Money supply, also known as monetary aggregates and money stock, is the quantity of currency and the value of checking accounts owned by the non-bank public. The interest rate is the price of borrowing money. The two are related inversely: as the money supply increases interest rates will fall.
When thinking about the "supply" of money, it is natural to think of the total of banknotes and coins in an economy. That, however, is vastly incomplete. In the United States, coins are minted by the United States Mint, part of the Department of the Treasury, outside of the Federal Reserve. Banknotes are printed by the Bureau of Engraving & Printing on behalf of the Federal Reserve System. The Federal Reserve can also create book-keeping credits in the reserve accounts of its member banks, on the same terms as it can issue paper banknotes (by pledging collateral, usually in the form of US Treasury securities). As it always stands ready to exchange these book-keeping credits for paper banknotes, they are functionally equivalent.

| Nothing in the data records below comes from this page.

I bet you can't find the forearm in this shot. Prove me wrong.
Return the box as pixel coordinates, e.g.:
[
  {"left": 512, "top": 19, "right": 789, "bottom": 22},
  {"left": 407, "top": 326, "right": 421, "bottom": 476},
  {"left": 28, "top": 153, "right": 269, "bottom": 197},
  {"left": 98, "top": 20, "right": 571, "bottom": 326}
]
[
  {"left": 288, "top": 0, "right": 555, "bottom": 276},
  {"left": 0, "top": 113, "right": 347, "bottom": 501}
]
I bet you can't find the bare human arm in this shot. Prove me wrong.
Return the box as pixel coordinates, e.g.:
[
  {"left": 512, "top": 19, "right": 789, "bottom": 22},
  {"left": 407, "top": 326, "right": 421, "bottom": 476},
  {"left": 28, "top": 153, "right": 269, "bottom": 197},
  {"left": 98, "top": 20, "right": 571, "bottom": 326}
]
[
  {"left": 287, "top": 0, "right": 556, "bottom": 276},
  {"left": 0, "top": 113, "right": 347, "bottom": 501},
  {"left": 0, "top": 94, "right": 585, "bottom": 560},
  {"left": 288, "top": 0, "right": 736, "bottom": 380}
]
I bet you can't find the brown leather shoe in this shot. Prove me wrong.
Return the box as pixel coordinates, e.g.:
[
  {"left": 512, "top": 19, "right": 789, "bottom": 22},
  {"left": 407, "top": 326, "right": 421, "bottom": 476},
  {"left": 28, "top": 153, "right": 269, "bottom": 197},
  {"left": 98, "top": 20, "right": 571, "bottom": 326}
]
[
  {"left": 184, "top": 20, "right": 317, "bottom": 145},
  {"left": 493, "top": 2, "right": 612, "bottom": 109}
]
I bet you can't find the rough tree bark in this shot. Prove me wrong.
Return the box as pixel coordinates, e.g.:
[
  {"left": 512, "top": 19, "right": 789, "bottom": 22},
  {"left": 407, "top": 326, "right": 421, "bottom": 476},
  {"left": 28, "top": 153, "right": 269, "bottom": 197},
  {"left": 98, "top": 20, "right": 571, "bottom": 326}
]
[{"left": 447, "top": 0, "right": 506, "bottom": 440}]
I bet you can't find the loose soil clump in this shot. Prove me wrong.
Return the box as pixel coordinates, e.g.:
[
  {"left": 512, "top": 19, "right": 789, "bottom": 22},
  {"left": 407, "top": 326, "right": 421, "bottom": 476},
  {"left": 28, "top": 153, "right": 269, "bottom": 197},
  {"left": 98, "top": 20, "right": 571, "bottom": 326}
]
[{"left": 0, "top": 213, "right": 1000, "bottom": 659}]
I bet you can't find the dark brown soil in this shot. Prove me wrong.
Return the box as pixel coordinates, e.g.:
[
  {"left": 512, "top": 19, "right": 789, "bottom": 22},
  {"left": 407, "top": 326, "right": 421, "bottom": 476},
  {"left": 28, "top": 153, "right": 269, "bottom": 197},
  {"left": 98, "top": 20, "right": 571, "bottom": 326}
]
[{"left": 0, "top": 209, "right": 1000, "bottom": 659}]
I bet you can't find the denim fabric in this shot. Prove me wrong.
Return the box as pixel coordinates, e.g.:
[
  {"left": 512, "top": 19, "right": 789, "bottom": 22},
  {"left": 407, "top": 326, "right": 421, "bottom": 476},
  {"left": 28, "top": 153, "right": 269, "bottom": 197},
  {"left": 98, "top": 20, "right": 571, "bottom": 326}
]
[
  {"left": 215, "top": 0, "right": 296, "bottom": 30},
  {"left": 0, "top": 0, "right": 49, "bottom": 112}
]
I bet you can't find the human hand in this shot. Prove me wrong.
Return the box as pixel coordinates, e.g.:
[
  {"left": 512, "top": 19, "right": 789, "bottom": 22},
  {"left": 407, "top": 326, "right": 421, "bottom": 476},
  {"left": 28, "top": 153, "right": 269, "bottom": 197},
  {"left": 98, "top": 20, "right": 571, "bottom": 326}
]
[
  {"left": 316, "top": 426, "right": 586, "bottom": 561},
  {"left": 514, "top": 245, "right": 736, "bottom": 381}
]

The relationship between the M0 and M1 money supplies is the money multiplier — basically, the ratio of cash and coin in people's wallets and bank vaults and ATMs to Total balances in their financial accounts. The gap and lag between the two (M0 and M1 - M0) occurs because of the system of fractional-reserve banking.
In this respect, all paper banknotes in existence are systematically linked to the expansion of the electronic, credit-based money supply. Coinage can be increased or decreased outside this system by Legal Mandate or Legislative Acts. However, at present the coin base is held in check and used as a complementary system rather than a competitive system with private bank issue of electronic, credit-based money. The common practice is to include printed and minted money supply in the same metric M0.